Data is key to making great decisions at scale, so it’s no surprise that all new hires in RnD (Research & Development) at Shopify are invited to take a 90-minute hands-on workshop to learn about Shopify’s data practices, architecture, and some SQL. Since RnD is a multi-disciplinary organization, participants come from a variety of technical backgrounds ( engineering, data science, UX, project management) and sometimes non-technical disciplines that work closely with engineering teams. We split the workshop into two groups: a beginner-friendly group that assumes no prior knowledge of SQL or other data tools, and an intermediate group for those with familiarity.
Beginners have little-to-no experience with SQL, although they may have experience with other programming languages. Still, many participants aren’t programmers or data analysts. They’ve never encountered databases, tables, data models, and have never seen a SQL query. The goal is to empower them to responsibly use the data available to them to discover insights and make better decisions in their work.
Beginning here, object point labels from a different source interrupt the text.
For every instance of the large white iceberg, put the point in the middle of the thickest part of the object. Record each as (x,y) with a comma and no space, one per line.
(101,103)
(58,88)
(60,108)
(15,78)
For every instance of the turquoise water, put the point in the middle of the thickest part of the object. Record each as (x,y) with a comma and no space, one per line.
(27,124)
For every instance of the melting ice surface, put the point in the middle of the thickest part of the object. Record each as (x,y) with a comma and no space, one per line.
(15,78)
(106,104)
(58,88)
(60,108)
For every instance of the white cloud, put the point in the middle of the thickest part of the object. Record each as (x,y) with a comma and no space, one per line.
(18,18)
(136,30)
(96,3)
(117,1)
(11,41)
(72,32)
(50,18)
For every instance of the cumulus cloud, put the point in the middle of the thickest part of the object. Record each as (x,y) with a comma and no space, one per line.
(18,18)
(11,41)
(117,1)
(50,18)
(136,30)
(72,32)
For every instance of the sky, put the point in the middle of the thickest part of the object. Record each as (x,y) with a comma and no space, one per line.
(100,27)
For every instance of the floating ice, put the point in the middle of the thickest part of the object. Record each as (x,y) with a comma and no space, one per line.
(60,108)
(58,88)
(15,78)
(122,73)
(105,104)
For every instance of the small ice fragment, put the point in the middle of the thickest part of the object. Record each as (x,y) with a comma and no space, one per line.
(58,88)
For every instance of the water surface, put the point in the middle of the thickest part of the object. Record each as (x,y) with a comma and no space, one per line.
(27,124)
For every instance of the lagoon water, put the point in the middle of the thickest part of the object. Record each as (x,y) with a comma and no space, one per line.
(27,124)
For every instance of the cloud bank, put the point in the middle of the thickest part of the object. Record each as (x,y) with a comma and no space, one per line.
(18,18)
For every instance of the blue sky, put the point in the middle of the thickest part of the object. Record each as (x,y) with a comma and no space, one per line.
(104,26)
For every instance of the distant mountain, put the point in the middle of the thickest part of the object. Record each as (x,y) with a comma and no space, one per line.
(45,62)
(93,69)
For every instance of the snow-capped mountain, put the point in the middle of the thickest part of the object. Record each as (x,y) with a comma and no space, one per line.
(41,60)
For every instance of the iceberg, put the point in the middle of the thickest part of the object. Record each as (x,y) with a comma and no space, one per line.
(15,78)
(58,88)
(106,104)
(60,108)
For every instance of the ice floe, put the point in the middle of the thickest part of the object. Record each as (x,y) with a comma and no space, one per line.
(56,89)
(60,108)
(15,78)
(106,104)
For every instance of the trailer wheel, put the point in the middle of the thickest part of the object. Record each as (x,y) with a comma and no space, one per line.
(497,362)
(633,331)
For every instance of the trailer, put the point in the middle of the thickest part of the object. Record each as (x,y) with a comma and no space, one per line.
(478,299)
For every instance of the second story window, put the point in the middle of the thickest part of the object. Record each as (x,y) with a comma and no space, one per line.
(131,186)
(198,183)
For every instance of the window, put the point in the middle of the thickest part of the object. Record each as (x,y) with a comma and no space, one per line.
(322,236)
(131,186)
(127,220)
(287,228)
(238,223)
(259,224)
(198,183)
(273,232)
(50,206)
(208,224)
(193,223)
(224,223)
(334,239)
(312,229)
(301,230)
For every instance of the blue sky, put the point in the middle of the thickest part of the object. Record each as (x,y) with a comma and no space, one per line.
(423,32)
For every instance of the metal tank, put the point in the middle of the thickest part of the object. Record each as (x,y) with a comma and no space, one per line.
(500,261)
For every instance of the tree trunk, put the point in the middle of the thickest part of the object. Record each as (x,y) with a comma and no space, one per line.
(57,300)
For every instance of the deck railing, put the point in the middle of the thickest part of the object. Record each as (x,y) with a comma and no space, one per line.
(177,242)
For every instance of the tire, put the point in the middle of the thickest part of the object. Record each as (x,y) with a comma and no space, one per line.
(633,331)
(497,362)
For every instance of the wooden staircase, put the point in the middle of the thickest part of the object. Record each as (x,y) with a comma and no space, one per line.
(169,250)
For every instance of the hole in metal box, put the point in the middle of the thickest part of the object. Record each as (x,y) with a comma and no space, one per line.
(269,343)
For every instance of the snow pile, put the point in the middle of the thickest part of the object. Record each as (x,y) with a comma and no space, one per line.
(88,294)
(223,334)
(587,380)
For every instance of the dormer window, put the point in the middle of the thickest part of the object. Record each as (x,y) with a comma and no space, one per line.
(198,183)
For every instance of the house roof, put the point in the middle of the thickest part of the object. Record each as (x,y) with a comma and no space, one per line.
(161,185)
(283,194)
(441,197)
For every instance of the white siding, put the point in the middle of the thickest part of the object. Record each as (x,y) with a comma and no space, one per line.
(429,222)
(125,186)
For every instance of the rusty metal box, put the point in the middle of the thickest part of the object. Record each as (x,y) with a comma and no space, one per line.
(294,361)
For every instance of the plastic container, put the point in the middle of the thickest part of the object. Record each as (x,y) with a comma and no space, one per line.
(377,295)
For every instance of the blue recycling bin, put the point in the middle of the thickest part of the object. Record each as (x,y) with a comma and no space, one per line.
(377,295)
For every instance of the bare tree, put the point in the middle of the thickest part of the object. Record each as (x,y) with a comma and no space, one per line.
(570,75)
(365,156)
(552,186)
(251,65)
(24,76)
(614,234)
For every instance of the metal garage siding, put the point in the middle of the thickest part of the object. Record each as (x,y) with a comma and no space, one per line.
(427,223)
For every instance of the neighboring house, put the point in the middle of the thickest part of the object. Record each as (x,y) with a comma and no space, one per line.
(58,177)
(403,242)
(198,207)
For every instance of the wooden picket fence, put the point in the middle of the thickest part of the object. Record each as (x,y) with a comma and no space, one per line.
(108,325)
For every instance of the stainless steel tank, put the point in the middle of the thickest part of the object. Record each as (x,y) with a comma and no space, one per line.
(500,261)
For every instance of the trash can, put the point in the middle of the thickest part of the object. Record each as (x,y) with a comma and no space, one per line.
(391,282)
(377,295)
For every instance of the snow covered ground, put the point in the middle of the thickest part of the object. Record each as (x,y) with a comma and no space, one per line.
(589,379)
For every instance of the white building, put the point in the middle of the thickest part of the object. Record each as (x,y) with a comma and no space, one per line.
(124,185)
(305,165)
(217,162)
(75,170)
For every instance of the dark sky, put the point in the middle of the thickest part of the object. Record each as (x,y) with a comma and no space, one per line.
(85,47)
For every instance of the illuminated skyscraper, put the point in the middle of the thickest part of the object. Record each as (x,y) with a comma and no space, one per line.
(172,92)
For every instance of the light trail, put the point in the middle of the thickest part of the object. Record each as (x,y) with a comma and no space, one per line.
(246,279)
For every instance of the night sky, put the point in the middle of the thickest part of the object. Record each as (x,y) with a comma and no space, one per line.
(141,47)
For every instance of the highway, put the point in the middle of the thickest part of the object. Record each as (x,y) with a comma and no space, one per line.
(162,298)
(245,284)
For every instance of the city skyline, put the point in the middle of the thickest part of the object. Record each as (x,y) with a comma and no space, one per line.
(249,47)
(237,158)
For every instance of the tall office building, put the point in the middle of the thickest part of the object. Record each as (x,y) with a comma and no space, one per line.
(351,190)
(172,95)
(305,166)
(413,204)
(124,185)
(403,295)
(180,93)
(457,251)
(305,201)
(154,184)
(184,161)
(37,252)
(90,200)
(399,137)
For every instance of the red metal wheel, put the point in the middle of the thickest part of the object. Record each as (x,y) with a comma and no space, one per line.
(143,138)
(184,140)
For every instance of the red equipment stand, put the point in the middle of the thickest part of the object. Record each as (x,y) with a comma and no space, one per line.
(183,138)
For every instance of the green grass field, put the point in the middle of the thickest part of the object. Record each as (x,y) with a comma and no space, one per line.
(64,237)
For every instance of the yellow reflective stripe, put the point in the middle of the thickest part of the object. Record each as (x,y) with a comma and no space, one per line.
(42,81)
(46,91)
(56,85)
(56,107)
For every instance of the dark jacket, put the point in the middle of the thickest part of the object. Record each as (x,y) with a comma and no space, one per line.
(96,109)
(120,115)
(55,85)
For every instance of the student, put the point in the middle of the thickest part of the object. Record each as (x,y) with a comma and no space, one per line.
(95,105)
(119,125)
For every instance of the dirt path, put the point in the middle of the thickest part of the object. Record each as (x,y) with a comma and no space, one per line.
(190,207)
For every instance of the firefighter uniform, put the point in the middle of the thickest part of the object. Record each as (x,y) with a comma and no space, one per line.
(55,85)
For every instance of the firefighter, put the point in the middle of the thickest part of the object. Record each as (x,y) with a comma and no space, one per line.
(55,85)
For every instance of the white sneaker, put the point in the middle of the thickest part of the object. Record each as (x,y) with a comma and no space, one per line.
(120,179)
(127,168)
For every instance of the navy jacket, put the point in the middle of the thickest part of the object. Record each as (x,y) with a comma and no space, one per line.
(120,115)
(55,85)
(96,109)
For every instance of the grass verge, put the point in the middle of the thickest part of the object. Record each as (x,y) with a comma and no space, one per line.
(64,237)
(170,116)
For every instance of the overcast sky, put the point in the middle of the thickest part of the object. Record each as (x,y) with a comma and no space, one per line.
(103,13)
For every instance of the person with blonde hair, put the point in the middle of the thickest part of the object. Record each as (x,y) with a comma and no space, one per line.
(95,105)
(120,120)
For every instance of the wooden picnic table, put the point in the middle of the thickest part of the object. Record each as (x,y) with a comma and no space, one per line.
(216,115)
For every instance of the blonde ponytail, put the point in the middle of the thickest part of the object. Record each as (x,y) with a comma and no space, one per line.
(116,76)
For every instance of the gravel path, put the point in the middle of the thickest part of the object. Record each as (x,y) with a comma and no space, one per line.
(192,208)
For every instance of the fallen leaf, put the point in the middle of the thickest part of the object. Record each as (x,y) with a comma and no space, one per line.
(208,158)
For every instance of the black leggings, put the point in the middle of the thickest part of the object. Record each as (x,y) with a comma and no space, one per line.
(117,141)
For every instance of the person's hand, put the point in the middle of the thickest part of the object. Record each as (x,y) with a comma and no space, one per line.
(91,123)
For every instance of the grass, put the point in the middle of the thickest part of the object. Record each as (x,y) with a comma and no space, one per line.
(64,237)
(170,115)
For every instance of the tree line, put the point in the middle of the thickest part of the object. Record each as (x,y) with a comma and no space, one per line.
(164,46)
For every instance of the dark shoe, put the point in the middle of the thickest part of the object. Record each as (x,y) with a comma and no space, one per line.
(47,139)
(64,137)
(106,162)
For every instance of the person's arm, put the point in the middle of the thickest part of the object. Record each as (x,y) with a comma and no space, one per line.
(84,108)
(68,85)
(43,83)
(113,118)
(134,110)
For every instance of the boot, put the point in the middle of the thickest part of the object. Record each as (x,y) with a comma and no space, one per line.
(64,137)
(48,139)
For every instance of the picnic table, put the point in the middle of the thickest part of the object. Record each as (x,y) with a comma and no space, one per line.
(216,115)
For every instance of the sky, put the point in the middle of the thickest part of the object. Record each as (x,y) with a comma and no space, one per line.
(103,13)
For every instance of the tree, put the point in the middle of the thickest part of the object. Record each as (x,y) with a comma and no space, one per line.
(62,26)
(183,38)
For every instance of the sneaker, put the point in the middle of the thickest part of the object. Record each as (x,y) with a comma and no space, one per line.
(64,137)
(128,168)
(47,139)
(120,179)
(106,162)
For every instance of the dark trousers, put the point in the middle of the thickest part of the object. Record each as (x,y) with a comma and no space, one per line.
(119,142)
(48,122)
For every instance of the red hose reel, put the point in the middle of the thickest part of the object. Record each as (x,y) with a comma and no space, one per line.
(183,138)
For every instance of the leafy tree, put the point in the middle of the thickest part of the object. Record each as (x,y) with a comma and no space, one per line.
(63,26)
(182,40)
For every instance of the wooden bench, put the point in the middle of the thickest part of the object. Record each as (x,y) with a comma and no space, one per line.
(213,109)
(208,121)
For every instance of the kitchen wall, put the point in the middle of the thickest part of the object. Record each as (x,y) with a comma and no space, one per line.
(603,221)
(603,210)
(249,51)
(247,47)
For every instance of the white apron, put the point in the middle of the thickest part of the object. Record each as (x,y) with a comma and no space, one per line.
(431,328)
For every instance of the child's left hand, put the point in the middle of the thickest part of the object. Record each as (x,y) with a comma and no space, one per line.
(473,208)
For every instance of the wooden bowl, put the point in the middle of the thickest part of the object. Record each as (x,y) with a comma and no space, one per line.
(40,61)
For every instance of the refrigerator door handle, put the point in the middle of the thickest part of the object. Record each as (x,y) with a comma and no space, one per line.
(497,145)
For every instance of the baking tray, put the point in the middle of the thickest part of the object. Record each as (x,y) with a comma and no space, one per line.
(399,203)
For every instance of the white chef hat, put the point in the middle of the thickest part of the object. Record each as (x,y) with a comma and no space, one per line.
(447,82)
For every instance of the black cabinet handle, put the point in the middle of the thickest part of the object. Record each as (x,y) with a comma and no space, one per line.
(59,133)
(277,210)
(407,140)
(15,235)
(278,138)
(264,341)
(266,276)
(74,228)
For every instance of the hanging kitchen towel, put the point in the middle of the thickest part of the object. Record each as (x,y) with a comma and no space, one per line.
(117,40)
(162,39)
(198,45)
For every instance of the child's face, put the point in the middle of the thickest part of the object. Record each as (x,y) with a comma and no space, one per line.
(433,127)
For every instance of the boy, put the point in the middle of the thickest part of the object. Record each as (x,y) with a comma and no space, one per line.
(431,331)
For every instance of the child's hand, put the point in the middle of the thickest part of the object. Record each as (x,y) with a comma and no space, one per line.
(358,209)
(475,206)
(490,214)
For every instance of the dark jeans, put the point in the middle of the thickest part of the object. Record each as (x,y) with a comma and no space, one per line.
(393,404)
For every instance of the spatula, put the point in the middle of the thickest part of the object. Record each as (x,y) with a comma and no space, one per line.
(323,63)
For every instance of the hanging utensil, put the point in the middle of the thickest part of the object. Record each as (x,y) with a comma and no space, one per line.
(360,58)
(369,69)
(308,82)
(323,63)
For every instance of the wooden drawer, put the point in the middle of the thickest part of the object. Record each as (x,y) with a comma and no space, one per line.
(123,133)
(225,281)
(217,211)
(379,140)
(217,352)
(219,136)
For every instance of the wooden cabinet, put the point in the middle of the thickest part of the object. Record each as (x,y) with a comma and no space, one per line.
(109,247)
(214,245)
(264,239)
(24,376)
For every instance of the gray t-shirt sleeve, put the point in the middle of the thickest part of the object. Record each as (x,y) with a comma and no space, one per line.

That’s a lofty goal to achieve in 90 minutes, but creating an engaging, interactive workshop can help us get there. Here are some of the approaches we use to help participants walk away equipped and excited to start using data to power their work.
1. Answer the Basics: Where Does Data Come From?
Before learning to query and analyze data, you should first know some basics about where the data comes from and how to use it responsibly. Data Scientists at Shopify are responsible for acquiring and preprocessing data, and generating data models that can be leveraged by anyone looking to query the data. This means participants of the workshop, who aren’t data scientists, won’t be expected to know how to collect and clean big data, but should understand how the data available to them was collected. We take the first 30 minutes to walk participants through the basics of the data warehouse architecture:
- Where does data come from?
- How does it end up in the data warehouse?
- What does “raw data” vs. “cleaned/modelled data” mean?
Data Warehouse Architecture
We also caution participants to use data ethically and responsibly. We warn them not to query production systems directly, rely on modelled data when possible, and respect data privacy. We also give them tools that will help them find and understand datasets (even if that “tool” is to ask a data scientist for help). By the time they are ready to start querying, they should have an appreciation for how datasets have been prepared and what they can do with them.
2. Use Real Data and Production Tools
At Shopify, anyone in RnD has access to tools to help them query and analyze data extracted from the ecosystem of apps and services that power Shopify. Our workshop doesn’t play around with dummy data—participants go right into using real data from our production systems, and learn the tools they’ll be using throughout their career at Shopify.
If you have multiple tools available, choose one that has a simple querying interface, easy chart-building capabilities, and is connected (or can easily be connected) to your data source. We use Mode Analytics, which has a clean console UI, drag-and-drop chart and report builders, clean error feedback, and a pane for searching and previewing data sources from our data lake.
In addition to choosing the right tool, the dataset can make or break the workshop. Choosing a complex dataset with cryptic column names that is poorly documented, or one that requires extensive domain knowledge will draw the attention of the workshop away from learning to query. Instead, participants will be full of questions about what their data means. For these reasons, we often use our support tickets dataset. Most people understand the basic concepts of customer support: a customer who has an issue submits a ticket for support and an agent handles the question and closes the ticket once it’s been solved. That ticket’s information exists in a table where we have access to facts like when the ticket was created, when it was solved, who it was handled by, what customer it was linked to, and more. As a rule of thumb, if you can explain the domain and the structure of the data in 3 sentences or less, it’s a good candidate to use in a beginner exercise.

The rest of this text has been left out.